Should I use TLG betacode or Unicode for polytonic classical Greek in my electronic publications?
Some practical considerations one hears quoted for both sides of this debate. (Thanks, Ross. All comments/additions welcome.)
Arguments one hears for coding polytonic classical Greek with TLG Beta Code even today in new electronic publications:
- Unicode conflates the idea of "character" and "glyph", treating an alpha+acute as a different letter from an alpha+grave, and a terminal sigma as different from a medial sigma.
- Morpheus (Perseus morphological parser, aka cruncher) needs Beta Code input.
- There are symbols defined in Beta Code but not yet defined in Unicode, and symbols defined in both, but with no font support in Unicode (but this is a problem either way).
Arguments one hears for coding polytonic classical Greek with Unicode in new electronic publications:
- Unicode is an international standard.
- It sucks to have to implement a transcoder vel sim. in an already hairy process off setting up tomcat/cocoon or other on-the-fly publication framework.

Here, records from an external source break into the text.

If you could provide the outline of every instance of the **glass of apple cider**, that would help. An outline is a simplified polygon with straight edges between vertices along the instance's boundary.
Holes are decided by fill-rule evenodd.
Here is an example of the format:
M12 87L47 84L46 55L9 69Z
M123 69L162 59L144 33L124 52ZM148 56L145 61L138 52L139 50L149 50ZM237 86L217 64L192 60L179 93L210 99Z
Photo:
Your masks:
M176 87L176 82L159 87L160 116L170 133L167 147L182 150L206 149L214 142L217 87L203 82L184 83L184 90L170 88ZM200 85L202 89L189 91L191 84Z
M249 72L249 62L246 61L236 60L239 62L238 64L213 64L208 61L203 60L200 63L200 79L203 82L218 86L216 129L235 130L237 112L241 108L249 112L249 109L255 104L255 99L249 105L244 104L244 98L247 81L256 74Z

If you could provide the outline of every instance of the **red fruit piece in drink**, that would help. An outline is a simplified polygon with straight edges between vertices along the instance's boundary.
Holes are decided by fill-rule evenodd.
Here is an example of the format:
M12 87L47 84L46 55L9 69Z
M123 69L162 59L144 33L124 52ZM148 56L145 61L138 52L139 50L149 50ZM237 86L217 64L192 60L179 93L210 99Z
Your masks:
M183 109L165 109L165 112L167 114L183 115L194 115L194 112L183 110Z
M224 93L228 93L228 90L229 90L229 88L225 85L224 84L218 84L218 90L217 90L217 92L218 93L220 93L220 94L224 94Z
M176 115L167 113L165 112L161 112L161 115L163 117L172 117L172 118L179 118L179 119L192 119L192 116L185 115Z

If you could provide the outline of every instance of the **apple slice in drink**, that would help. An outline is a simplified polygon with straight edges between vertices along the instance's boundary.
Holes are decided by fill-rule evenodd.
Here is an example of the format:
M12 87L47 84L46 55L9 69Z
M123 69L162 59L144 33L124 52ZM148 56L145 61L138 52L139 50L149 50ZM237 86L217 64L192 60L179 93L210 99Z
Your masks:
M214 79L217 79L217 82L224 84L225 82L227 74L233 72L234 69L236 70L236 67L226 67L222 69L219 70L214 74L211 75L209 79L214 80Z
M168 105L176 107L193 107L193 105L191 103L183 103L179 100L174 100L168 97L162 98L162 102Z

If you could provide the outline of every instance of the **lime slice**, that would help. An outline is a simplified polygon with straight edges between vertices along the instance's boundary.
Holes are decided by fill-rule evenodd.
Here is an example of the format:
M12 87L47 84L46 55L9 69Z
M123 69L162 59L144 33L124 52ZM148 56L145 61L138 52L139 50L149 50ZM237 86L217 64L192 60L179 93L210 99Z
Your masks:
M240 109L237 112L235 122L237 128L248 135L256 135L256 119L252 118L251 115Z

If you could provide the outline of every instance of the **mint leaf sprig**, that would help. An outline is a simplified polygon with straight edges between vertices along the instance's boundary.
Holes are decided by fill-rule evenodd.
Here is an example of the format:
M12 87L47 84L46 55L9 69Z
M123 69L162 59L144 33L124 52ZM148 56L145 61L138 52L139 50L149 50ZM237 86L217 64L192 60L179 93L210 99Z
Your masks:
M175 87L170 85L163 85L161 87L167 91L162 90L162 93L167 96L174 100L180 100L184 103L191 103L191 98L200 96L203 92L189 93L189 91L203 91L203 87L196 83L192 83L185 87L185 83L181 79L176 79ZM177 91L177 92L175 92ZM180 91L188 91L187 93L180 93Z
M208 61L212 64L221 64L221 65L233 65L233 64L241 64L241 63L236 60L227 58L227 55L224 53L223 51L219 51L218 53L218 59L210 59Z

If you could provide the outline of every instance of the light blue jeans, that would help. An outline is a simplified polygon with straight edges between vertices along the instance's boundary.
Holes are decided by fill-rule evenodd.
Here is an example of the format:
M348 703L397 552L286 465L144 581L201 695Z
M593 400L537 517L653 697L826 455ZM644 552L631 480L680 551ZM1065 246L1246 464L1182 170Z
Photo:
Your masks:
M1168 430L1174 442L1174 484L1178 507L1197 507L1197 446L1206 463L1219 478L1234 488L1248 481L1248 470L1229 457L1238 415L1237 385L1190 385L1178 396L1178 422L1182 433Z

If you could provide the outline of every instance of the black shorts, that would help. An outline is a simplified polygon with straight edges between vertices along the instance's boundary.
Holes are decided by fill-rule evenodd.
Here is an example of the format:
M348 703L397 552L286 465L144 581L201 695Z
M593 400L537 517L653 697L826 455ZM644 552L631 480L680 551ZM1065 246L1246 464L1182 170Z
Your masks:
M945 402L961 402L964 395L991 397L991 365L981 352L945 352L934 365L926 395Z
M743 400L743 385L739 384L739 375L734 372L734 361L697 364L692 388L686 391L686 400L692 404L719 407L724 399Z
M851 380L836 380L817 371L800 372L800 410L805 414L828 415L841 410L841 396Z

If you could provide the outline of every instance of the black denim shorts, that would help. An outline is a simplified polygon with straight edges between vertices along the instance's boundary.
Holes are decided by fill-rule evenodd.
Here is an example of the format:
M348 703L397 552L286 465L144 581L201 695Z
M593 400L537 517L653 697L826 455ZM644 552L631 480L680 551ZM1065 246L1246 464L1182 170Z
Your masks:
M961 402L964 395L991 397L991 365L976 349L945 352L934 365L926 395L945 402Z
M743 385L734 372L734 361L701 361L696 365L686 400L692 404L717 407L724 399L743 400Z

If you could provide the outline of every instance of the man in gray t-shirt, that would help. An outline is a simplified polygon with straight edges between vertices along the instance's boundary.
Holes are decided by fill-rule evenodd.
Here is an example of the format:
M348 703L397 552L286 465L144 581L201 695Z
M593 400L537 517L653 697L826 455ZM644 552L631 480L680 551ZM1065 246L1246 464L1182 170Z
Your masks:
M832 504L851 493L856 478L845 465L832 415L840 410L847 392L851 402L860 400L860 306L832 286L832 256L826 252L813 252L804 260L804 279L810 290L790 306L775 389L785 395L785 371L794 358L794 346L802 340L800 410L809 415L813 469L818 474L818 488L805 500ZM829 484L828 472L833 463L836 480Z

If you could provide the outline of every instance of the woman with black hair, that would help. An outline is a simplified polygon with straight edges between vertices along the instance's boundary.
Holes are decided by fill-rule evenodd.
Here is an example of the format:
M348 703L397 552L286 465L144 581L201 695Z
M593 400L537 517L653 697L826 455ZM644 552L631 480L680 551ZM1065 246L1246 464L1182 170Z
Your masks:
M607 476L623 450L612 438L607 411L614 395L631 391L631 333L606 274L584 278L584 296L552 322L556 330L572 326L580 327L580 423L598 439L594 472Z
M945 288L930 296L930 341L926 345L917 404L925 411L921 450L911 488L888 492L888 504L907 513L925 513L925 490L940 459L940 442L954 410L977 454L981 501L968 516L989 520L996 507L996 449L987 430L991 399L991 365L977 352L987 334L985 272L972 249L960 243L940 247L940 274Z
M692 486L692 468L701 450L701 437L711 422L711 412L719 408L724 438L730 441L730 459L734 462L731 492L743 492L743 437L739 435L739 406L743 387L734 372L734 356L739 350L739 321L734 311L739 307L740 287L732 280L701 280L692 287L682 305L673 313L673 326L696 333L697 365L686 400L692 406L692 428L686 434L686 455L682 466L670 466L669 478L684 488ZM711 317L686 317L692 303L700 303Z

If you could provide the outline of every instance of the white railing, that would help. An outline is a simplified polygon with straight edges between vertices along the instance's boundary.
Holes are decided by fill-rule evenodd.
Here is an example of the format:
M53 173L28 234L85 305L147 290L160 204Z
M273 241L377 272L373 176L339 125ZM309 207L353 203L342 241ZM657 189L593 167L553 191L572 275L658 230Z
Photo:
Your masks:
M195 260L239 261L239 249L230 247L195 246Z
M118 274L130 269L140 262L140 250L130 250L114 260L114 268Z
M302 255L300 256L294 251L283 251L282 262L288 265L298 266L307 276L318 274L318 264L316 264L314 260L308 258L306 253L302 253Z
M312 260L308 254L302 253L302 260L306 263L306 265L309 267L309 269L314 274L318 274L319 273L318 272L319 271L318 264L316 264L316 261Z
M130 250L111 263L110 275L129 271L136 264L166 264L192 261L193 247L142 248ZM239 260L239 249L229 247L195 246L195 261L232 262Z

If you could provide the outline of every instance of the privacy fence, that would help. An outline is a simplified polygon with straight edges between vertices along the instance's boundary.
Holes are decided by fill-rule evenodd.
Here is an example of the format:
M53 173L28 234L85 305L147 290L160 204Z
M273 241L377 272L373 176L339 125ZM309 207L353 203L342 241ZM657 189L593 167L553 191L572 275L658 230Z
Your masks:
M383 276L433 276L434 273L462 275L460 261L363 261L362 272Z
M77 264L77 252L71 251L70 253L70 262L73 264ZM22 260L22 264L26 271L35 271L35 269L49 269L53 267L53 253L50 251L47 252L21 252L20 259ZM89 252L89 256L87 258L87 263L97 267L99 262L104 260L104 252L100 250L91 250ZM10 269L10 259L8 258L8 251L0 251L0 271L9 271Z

- If you offer your XML source files for download, and the Greek is TLG B C, people can't read them easily, without conversion.
- By virtue of the transcoder and other conversion methods out there, we can always go back to Beta Code, on the fly, when it is necessary.
- Beta code, by using punctuation marks in non-standard ways, requires a rewrite of any tokenizer (e.g. you can't count on ")" to follow the end of a word); this requires some extra programming in some instances.